Talking to Someone Wearing a Headscarf: An Etiquette Guide
When you meet women who wear a headscarf and ask them to share their experiences, the similarities among them are striking. Regardless of their varied ages and cultural backgrounds, they have been subjected to the same abrupt questions and patronizing behaviour from others that is arguably an alien experience to the rest of society. Perhaps there is an etiquette guide circulating about, explaining to people exactly how this special individual- the Muslim woman they meet in their community, their workplace and at school ought to be treated. Such a guide must look something like this:
Speak loudly (that cloth must muffle her hearing after all) and make sure to enunciate your words as clearly as possible. Move your face close to hers if necessary. The poor thing likely doesn’t know very much English, and it is your duty to make sure she is at ease in what is surely a foreign country for her. Most importantly, do not simply smile, say hello and treat her with the same dignity as anyone else you encounter. You want to impress upon her your difference, not your similarity.

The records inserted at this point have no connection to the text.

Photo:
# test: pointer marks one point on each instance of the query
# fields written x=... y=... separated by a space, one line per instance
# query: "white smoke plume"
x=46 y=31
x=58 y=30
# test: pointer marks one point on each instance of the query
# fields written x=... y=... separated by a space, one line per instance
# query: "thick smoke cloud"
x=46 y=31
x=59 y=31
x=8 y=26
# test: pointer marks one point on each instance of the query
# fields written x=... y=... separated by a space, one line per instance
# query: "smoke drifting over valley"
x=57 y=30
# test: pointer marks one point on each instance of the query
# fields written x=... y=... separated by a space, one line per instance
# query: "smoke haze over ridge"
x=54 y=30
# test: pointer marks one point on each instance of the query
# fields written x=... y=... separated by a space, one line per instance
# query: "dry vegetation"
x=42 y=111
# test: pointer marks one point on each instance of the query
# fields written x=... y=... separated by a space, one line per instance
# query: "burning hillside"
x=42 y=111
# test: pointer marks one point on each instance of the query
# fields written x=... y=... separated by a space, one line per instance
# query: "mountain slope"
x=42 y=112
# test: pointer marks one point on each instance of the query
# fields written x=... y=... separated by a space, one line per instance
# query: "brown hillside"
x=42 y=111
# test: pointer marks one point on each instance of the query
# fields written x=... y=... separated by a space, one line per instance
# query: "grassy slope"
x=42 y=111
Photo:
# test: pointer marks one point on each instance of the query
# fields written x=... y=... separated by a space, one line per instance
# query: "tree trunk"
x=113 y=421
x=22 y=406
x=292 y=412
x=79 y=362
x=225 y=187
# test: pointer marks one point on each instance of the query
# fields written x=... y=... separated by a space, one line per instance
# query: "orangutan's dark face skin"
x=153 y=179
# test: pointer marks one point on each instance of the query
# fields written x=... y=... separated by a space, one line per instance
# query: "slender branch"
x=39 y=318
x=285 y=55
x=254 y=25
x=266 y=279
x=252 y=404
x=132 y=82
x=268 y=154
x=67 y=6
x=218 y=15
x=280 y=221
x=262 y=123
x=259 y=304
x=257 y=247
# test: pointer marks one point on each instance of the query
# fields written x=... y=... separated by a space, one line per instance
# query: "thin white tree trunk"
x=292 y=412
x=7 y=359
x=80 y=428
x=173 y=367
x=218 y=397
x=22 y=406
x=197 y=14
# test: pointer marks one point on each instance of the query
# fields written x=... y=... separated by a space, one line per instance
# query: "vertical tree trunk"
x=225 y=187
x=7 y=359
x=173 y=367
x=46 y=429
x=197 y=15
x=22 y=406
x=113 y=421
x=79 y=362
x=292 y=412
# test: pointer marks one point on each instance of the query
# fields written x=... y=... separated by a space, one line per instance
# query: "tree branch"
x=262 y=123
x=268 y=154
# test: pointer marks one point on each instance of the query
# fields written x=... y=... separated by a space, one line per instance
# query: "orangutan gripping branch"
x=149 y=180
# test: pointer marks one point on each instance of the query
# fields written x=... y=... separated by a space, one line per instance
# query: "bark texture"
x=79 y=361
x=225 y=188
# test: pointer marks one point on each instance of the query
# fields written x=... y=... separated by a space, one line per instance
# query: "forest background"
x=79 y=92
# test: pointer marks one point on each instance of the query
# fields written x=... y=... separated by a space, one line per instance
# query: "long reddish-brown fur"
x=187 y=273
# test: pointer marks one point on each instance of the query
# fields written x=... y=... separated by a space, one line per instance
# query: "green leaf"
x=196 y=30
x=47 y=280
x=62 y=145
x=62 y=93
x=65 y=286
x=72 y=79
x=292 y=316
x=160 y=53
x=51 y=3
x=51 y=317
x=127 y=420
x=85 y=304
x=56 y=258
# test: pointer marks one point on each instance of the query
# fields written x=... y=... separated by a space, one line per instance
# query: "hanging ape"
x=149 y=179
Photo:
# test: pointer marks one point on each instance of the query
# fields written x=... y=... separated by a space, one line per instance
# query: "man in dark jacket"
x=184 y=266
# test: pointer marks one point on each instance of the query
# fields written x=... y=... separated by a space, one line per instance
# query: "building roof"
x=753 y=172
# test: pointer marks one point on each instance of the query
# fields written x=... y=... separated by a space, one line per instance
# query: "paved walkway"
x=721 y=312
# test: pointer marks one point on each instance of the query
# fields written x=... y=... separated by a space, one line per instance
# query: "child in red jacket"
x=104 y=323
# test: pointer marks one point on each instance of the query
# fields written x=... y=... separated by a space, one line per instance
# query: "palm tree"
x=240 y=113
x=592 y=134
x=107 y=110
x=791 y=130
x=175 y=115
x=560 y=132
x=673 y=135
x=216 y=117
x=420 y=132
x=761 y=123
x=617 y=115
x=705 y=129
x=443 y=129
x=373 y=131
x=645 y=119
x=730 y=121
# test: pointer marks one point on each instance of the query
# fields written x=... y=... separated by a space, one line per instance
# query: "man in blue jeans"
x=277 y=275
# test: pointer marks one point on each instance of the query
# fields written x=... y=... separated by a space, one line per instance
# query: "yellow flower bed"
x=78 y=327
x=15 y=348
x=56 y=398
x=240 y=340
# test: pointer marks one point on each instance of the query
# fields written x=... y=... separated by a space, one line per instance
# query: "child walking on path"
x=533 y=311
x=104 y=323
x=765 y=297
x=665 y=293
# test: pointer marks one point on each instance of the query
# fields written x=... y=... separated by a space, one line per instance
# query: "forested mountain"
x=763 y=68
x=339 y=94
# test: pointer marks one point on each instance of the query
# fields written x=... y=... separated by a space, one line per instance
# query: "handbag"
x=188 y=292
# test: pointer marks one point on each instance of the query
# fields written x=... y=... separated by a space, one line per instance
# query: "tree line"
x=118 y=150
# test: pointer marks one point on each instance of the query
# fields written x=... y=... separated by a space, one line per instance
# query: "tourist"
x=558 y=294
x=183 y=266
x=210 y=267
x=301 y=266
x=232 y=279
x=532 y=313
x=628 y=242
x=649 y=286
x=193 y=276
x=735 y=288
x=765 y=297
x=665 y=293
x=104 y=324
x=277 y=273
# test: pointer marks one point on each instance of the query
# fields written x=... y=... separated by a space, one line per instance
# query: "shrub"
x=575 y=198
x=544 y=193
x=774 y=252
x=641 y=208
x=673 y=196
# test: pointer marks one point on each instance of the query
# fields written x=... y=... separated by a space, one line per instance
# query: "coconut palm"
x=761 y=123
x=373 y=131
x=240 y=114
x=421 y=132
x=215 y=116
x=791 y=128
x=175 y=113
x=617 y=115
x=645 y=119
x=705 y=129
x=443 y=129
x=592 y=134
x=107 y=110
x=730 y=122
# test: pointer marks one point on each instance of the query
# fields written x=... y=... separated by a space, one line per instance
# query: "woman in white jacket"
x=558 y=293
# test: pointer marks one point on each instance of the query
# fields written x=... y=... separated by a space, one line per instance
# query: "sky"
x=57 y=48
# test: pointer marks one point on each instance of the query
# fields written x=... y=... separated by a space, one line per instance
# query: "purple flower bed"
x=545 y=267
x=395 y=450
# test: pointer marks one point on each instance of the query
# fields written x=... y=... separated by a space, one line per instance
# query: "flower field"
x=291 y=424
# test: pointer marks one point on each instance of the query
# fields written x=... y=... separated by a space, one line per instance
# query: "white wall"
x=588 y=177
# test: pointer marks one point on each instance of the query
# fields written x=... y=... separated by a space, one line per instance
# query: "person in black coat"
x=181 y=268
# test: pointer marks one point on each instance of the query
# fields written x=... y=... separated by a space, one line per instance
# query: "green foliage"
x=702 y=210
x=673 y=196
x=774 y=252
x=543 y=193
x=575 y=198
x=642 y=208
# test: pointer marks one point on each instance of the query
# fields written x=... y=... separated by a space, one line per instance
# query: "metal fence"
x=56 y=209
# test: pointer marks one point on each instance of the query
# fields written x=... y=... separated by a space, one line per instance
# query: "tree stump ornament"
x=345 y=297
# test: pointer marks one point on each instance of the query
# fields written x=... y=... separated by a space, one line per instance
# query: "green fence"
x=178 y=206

Don’t be shy. Do ask if she wears ‘that thing’ in the shower, whether she has hair ‘under there’, and whether her family believes in higher education. In fact, feel free to approach all Muslim women you happen to stumble upon: whether that happens at the water cooler, during a random elevator encounter, or when they are sitting beside you on the bus. You have the authority and right to demand answers to whatever questions you please.

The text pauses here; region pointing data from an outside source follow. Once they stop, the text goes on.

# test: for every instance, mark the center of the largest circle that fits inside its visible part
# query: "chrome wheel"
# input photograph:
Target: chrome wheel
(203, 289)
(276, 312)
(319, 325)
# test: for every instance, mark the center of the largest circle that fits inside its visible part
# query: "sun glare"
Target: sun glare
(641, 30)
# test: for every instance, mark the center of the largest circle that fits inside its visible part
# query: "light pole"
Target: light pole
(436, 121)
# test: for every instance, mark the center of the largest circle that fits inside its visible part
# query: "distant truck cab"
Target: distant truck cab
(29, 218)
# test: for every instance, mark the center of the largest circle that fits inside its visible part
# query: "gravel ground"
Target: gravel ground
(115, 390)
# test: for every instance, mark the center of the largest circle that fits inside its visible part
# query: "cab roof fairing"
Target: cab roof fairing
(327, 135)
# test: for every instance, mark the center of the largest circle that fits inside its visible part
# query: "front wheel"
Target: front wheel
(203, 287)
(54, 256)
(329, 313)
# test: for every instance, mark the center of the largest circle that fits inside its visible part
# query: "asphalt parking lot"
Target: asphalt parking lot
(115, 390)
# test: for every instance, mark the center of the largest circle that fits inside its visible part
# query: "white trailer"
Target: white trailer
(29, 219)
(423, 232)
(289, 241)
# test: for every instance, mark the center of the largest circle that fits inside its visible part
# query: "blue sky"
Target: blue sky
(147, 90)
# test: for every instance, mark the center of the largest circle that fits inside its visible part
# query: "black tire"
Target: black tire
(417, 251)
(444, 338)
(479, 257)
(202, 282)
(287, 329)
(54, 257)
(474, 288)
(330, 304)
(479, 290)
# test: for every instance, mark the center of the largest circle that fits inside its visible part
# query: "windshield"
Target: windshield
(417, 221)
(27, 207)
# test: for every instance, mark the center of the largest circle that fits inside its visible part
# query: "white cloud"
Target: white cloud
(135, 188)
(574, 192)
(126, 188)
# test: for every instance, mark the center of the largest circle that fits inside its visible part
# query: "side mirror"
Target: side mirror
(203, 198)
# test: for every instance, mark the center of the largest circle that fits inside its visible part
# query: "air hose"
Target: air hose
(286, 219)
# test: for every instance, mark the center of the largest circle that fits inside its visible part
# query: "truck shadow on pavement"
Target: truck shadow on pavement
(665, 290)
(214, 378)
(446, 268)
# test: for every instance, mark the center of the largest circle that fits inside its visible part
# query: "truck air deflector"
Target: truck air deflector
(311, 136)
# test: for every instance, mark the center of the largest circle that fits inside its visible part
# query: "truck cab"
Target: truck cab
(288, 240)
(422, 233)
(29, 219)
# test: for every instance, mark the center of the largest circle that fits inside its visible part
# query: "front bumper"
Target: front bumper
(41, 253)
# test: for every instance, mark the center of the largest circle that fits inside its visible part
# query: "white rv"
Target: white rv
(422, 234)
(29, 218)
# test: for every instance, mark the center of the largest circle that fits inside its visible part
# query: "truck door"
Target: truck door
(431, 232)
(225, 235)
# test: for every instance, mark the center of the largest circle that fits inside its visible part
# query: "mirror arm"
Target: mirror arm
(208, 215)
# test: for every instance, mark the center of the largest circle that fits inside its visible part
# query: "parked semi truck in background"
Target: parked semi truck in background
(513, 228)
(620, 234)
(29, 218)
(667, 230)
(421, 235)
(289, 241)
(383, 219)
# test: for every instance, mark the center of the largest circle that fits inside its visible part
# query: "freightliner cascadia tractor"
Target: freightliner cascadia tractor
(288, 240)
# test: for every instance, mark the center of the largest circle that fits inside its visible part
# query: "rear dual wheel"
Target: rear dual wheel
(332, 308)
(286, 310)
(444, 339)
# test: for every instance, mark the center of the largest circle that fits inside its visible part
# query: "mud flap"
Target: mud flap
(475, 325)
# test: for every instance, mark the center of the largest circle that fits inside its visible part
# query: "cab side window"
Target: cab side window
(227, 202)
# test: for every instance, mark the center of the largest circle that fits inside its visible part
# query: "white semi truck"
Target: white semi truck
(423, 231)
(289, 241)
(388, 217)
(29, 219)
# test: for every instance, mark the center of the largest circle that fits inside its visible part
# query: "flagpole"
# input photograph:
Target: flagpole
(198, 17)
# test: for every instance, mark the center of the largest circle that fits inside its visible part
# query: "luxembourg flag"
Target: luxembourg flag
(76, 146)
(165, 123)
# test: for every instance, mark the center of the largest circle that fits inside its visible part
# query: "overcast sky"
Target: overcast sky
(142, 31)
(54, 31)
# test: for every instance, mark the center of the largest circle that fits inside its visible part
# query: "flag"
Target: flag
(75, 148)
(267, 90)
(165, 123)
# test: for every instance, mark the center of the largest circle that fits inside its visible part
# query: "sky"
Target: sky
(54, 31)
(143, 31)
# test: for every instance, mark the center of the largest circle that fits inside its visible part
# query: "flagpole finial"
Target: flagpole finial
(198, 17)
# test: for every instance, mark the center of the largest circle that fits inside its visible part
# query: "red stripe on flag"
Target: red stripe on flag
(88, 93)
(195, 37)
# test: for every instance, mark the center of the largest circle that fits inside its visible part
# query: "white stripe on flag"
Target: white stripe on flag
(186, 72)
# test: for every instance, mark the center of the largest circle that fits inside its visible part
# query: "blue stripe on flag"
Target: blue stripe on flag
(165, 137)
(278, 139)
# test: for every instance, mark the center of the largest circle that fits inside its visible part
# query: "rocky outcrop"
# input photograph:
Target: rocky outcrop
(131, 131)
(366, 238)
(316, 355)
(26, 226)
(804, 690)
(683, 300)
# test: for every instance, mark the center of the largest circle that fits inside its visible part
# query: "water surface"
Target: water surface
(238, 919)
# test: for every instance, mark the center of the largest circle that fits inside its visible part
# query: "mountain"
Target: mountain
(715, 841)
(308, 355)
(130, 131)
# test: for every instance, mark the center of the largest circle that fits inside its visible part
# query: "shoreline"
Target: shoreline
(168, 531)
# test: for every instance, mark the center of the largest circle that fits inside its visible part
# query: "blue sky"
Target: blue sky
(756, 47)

Determine what her nationality is. Do not be deterred when she mentions Canadian, because Canada is not really her home, and she ought not to evade your questions. If she says she was born here, go back as far as you need to in order to discover where she actually belongs. Ask when she moved, why her parents moved, and how often she visits ‘back home’.
Make sure you ask whether she was forced to wear the scarf. Don’t believe her if she says no, and make sure to tell her not to fear her older brother or the men in her family. If she mentions wearing the hijab is her own choice, do make sure you tell her she is still oppressed, even if she isn’t aware of it just yet. Offer to keep in touch if she ever needs support.